Nitrate Completion Fluids have good solubility for wide range of contaminants. Furthermore, it may have some well stimulation effects. Return permeability testing of sandstone coring samples after immersion fluid completion Nitrate, in some conditions, showed some increase in the value of return oil permeability (Ko) from 25.55 to 36.25 mD.

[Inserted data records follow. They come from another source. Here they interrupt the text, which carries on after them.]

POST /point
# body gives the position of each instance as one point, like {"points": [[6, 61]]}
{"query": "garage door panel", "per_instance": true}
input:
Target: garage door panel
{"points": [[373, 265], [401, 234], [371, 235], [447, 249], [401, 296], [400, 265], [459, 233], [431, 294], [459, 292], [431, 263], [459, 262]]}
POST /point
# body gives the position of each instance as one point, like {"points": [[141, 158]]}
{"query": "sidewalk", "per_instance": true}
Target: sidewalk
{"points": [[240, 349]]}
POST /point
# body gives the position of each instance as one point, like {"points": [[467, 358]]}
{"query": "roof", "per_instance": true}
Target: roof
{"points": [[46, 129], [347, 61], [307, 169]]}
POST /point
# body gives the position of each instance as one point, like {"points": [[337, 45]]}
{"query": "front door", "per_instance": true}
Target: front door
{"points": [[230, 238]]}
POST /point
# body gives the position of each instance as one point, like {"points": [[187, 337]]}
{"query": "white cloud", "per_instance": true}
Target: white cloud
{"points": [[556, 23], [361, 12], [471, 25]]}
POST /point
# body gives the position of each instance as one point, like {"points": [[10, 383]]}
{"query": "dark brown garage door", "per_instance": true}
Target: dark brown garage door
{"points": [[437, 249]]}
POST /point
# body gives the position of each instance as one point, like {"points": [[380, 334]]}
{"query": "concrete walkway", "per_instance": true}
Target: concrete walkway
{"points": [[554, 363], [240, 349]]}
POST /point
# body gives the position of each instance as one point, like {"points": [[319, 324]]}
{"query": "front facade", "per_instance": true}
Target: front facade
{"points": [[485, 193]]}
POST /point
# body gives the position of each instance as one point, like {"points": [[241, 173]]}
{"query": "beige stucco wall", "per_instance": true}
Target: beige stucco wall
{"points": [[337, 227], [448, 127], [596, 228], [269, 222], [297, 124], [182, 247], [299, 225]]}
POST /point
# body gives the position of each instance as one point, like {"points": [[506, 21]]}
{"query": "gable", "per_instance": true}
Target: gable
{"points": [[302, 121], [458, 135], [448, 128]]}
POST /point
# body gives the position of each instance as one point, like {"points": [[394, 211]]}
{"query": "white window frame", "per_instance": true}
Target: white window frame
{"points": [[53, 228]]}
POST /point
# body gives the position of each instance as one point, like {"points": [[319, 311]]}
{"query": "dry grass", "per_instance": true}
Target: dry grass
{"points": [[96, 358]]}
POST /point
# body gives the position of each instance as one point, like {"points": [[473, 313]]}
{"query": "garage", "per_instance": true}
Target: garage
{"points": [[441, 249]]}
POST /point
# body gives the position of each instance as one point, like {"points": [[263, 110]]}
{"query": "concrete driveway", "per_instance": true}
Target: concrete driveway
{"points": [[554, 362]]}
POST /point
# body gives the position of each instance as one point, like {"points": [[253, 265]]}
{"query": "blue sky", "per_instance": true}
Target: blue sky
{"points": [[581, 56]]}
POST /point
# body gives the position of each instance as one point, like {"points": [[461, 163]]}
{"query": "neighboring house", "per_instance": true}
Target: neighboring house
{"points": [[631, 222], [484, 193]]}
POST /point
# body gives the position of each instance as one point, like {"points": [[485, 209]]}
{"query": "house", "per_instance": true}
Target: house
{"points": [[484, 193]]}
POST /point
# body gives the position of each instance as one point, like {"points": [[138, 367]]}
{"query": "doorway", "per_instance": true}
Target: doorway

In the field of applications, it has been tested as an additive and drilling mud on one of the deepest wells in Indonesia (5850 m) in Seram. As the additive, used in NaCl polymer mud system in order to reduce levels of solids and chloride, without changing the other mud properties significantly. With decreased levels of chloride, the corrosion rates of drilling and production equipments are also decreased. As a completion fluid, Nitrate CF have been used in the workover wells in South Sumatra and Riau. As a washer on perforation wash job, it is capable of delivering up to 20x increase in oil production and gas production compared to the previous 3x. Operationally, it has not been recorded for any Non Productive Time related this fluid.
Nitrate based fluid is an alternative completion fluid products that have been developed as an additive, mud drilling and stimulation fluids. Nitrate based fluid is sold in powder or liquid forms. Nitrates are also the basic ingredient of fertilizer. Nitrate Completion fluids have a density specification up to 1.75, the corrosion rate is lower than 10 MPY @350 deg F with standard carbon steel corrosion coupon, 5 NTU turbidity and pH 6-9, with pH buffering capacity, so it has a resistance to contamination of sour gas, having properties endotermic and environmentally friendly reaction.